Smarter strategies to treat atrial fibrillation
An innovative smartphone app developed in an EU-funded project is helping doctors provide thousands of heart patients across Europe with better, more personalised treatment for atrial fibrillation - a major cause of stroke, dementia, heart failure and premature death.
© Maryne RENON, 2018
Atrial fibrillation is the most common type of irregular heartbeat, or cardiac arrhythmia, affecting 2-3 % of the European population and as many as one in 10 people over the age of 80. Its prevalence is expected to double or triple in the next few decades as the population ages, significantly increasing the burden on healthcare systems.
The EU-funded CATCH ME project is addressing that challenge by providing innovative digital tools to enhance clinical practice, and by conducting groundbreaking research into the mechanisms and effects of atrial fibrillation in order to improve treatment.
Were helping patients to take ownership of managing the disease, and enabling both healthcare professionals and patients to make informed decisions based on the best available scientific evidence, says project coordinator Paulus Kirchhof at the University of Birmingham in the UK.
A smartphone revolution in clinical decision-making
To support the implementation of this approach in practice, CATCH ME tools are included in the European Society of Cardiology (ESC)s Pocket Guidelines app. By inputting patient data and integrating the system with clinical diagnostic tools, the app enables healthcare professionals to easily and quickly obtain guidelines and decide treatment pathways based on optimised therapy approaches, drawing on up-to-date knowledge about the mechanisms of atrial fibrillation in specific patient groups.
According to the ESC, the tool is revolutionising everyday clinical decision-making and patient follow-up, enabling accurate and swift diagnosis and treatment choices in line with best-practice guidelines. Thousands of doctors across Europe are already using it.

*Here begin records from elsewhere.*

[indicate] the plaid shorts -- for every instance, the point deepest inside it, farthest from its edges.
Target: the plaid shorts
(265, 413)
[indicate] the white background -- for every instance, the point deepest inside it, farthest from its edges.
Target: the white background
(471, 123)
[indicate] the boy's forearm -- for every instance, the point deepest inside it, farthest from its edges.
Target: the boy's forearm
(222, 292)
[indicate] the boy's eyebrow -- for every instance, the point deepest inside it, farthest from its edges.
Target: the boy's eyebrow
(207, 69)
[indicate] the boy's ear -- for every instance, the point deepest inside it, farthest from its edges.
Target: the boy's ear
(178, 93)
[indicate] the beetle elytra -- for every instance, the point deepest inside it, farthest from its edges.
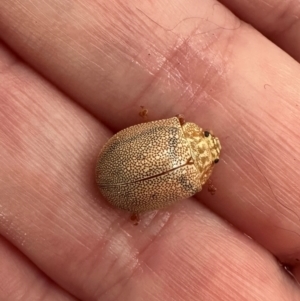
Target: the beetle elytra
(152, 165)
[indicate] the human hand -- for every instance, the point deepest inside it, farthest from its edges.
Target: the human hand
(81, 72)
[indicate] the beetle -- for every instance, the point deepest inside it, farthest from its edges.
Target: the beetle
(152, 165)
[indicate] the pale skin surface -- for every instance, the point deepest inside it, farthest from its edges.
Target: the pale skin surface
(82, 71)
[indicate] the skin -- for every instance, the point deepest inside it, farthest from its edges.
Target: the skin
(73, 73)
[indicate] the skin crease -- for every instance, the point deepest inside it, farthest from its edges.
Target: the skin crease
(73, 73)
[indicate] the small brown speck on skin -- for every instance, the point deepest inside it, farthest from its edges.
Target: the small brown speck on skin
(135, 218)
(211, 188)
(143, 112)
(181, 119)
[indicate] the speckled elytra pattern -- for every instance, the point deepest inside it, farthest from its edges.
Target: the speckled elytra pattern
(152, 165)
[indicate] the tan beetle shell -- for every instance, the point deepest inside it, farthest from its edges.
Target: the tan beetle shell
(152, 165)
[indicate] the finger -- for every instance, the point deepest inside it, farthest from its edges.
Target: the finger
(277, 20)
(21, 280)
(250, 100)
(52, 212)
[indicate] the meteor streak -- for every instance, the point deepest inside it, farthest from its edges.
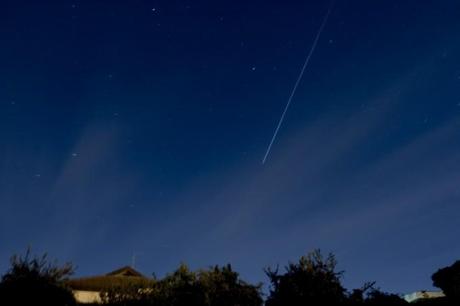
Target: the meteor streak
(307, 60)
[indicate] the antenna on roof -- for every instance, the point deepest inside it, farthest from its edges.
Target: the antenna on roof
(133, 261)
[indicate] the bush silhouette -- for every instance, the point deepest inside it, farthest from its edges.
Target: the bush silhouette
(448, 280)
(214, 287)
(35, 281)
(311, 281)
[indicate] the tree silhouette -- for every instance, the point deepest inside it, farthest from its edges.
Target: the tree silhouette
(36, 281)
(311, 281)
(448, 279)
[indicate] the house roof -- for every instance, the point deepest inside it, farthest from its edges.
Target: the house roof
(125, 271)
(117, 278)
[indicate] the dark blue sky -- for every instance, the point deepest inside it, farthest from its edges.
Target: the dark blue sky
(140, 126)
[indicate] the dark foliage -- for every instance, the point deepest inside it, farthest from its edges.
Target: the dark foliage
(448, 279)
(35, 281)
(214, 287)
(311, 281)
(369, 295)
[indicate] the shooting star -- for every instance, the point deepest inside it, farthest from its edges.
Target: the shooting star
(302, 71)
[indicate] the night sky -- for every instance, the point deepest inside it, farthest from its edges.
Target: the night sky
(139, 127)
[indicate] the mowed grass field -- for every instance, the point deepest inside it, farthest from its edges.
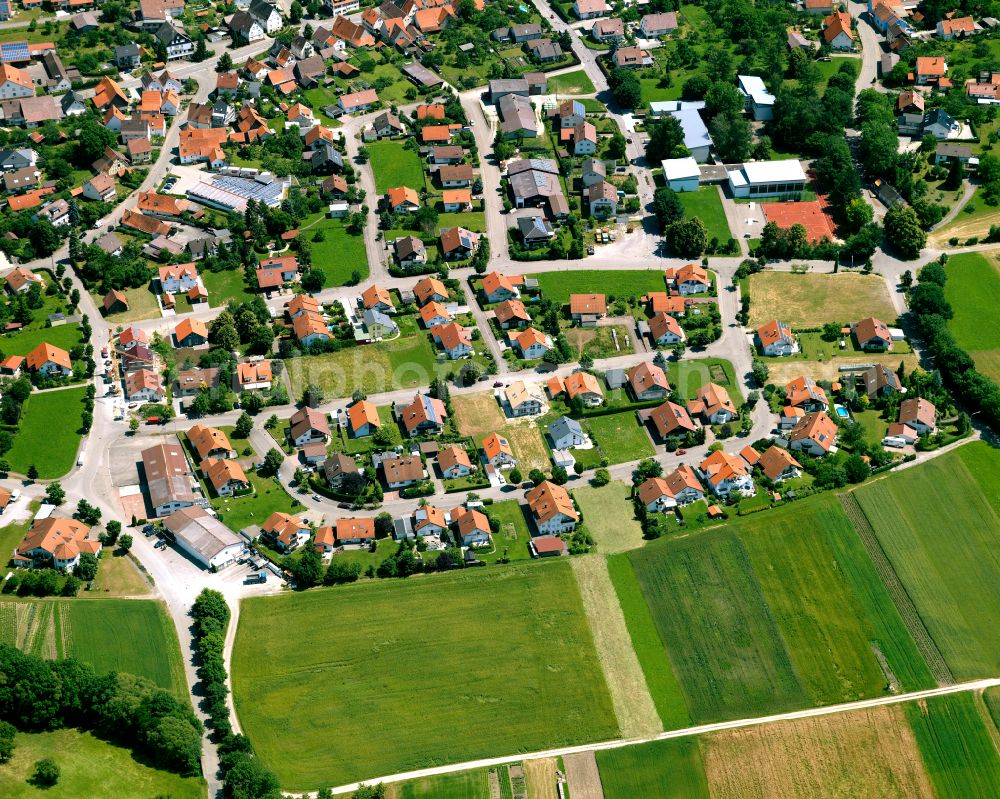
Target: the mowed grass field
(132, 635)
(479, 414)
(770, 615)
(812, 299)
(350, 683)
(939, 525)
(575, 82)
(50, 447)
(395, 166)
(973, 289)
(706, 204)
(621, 437)
(939, 748)
(669, 769)
(557, 286)
(88, 767)
(607, 512)
(406, 362)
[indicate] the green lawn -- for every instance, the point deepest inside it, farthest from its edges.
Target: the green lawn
(706, 204)
(406, 362)
(607, 512)
(939, 524)
(687, 376)
(480, 662)
(339, 254)
(620, 437)
(956, 747)
(130, 635)
(776, 612)
(669, 769)
(557, 286)
(973, 289)
(50, 447)
(88, 767)
(575, 82)
(463, 785)
(226, 287)
(660, 678)
(395, 166)
(513, 536)
(21, 343)
(813, 298)
(141, 305)
(268, 496)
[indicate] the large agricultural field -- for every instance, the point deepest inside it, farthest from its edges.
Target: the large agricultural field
(939, 525)
(938, 748)
(973, 290)
(960, 754)
(754, 620)
(88, 767)
(131, 635)
(459, 666)
(812, 299)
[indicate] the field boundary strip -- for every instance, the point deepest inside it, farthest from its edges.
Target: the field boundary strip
(897, 591)
(702, 729)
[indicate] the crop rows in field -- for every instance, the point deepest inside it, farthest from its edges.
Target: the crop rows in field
(901, 599)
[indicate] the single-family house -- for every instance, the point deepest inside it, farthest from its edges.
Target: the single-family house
(872, 335)
(521, 398)
(726, 474)
(532, 343)
(778, 465)
(309, 426)
(815, 433)
(454, 462)
(498, 452)
(424, 416)
(552, 508)
(775, 338)
(285, 531)
(919, 414)
(566, 433)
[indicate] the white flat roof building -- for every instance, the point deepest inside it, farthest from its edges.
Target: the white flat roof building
(768, 179)
(204, 537)
(681, 174)
(760, 102)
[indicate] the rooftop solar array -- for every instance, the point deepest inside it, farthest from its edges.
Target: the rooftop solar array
(14, 52)
(230, 191)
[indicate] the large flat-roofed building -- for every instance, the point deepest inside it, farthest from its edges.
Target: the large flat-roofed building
(768, 179)
(168, 478)
(202, 536)
(232, 191)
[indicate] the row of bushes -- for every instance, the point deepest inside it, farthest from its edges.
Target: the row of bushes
(245, 776)
(38, 695)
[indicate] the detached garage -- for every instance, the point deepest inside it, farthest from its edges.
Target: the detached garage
(204, 537)
(681, 174)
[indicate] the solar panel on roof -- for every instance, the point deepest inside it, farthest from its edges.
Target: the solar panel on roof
(14, 52)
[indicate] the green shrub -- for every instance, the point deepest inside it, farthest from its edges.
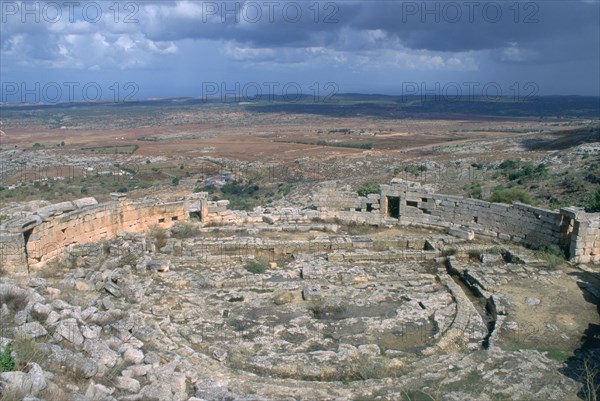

Our work has the potential to better guide the effective use of existing treatments for patients with atrial fibrillation, Kirchhof says. Longer term, the main goal of the CATCH ME consortium is to build a classification system to identify why each patient develops atrial fibrillation.
Using modern tools and techniques to identify the molecular changes that occur as a consequence of atrial fibrillation in heart tissue samples, the CATCH ME team has identified several novel biomarkers that could serve as early-warning signs of the disease.
Currently being validated against large independent clinical datasets, these biomarkers could be used for patient screening, for developing novel tools to identify heartbeat irregularities and to guide treatment approaches based on the concept of stratified therapy.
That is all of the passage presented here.